Sea Watch 5, il Tribunale di Catania revoca il fermo
La Ong: “Presto torneremo nel Mediterraneo centrale”
Il Tribunale di Catania ha revocato il fermo amministrativo della Sea Watch 5, sospendendo sia i 15 giorni di stop imposti alla nave sia la sanzione economica collegata. A comunicarlo è la stessa Ong tedesca, che annuncia l’intenzione di riprendere presto le operazioni nel Mediterraneo centrale.
Il provvedimento di fermo era stato emesso dopo il salvataggio di 18 persone, tra cui due bambini, avvenuto il 25 gennaio in acque internazionali, all’interno della zona Sar libica, con successivo sbarco nel porto sicuro assegnato di Catania.

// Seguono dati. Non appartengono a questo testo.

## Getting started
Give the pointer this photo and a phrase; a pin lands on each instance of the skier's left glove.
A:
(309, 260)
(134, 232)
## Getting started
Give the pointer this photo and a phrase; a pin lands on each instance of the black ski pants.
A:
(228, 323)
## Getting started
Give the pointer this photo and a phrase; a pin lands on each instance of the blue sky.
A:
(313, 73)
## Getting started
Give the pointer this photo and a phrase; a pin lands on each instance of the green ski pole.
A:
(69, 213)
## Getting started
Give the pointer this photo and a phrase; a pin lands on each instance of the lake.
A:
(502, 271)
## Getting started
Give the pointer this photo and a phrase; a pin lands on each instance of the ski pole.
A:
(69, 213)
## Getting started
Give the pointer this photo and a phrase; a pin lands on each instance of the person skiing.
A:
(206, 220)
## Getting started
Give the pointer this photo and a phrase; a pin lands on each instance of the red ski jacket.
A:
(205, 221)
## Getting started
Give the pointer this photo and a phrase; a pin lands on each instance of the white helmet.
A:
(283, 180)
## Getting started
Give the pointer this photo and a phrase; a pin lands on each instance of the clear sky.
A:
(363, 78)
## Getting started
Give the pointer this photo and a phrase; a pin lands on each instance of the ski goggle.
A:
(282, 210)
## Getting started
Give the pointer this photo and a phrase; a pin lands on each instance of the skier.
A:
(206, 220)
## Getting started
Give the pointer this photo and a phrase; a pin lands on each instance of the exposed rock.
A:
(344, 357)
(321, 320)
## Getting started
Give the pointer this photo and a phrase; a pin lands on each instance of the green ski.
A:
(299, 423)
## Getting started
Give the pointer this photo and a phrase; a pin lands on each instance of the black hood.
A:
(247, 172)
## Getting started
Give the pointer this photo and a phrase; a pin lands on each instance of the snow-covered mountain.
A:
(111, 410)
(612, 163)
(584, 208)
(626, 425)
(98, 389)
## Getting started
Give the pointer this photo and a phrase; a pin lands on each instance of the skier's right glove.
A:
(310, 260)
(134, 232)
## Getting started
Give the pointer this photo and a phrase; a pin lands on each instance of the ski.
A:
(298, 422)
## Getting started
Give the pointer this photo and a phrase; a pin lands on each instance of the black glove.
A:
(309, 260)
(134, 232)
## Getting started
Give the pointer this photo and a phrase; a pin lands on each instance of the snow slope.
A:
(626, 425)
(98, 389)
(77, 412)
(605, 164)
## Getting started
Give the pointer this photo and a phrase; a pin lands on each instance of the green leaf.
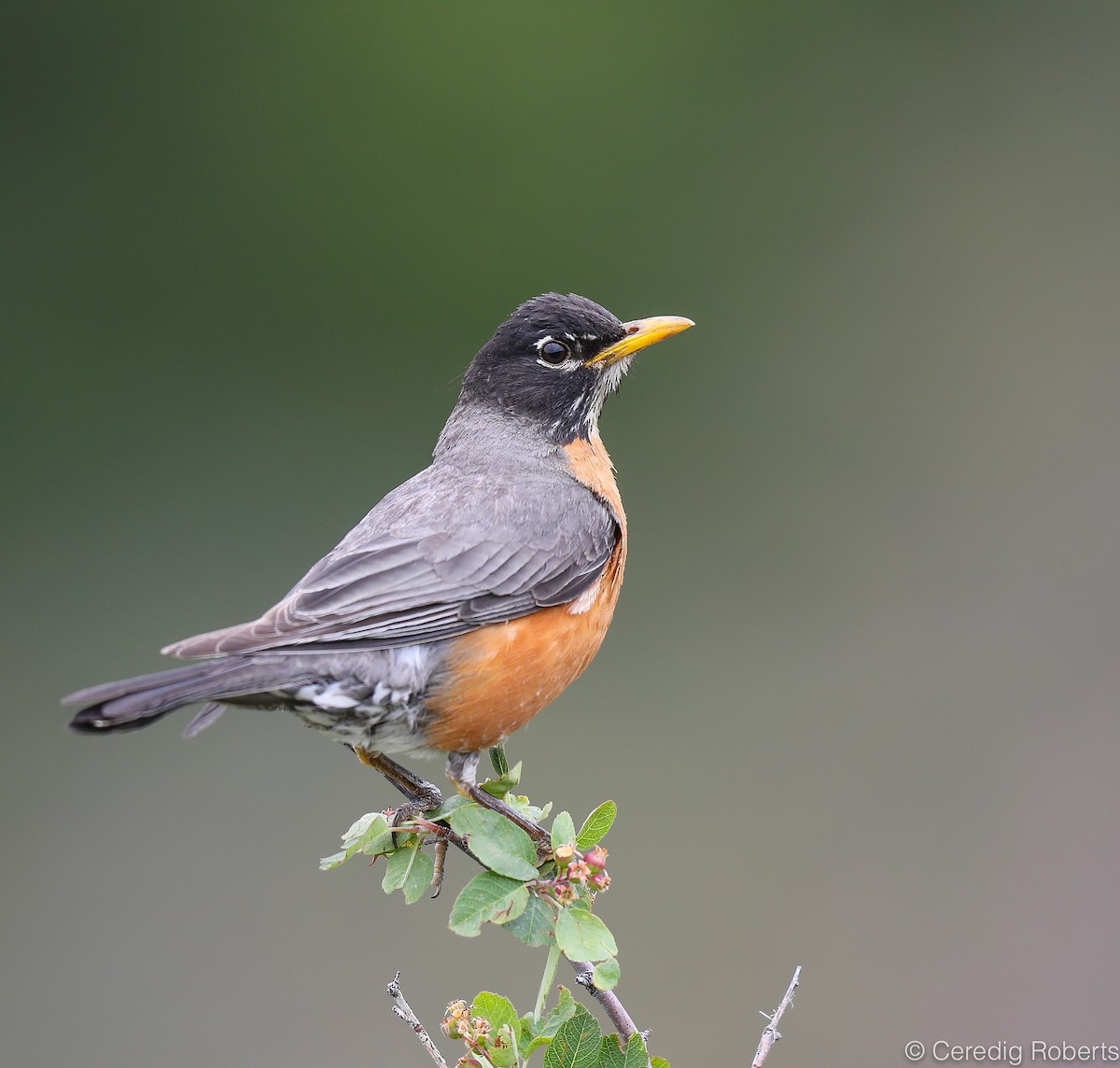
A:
(456, 800)
(536, 926)
(564, 831)
(409, 868)
(535, 1034)
(419, 878)
(497, 759)
(504, 782)
(596, 826)
(576, 1044)
(497, 1008)
(370, 835)
(525, 807)
(606, 974)
(487, 898)
(633, 1055)
(583, 935)
(499, 844)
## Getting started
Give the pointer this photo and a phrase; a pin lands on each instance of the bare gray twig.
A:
(771, 1033)
(402, 1008)
(609, 999)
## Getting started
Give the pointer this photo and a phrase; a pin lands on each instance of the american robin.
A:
(469, 597)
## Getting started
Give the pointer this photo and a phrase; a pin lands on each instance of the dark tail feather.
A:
(134, 703)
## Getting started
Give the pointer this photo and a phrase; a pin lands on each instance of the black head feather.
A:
(536, 365)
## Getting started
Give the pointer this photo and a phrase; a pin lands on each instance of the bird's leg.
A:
(421, 794)
(462, 769)
(423, 797)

Secondo quanto riferito dalla Ong, la sanzione era stata disposta dalle autorità italiane perché l’equipaggio non avrebbe comunicato alle autorità libiche le posizioni di soccorso.
Sea Watch ha spiegato che la scelta di non coinvolgere la Guardia costiera libica è legata alle “continue violazioni dei diritti umani” documentate nei centri di detenzione e nelle operazioni di intercettazione.
La decisione del Tribunale ha carattere cautelare e resterà valida fino al giudizio di merito, fissato per il 2 marzo davanti alla prima sezione civile del Tribunale di Catania.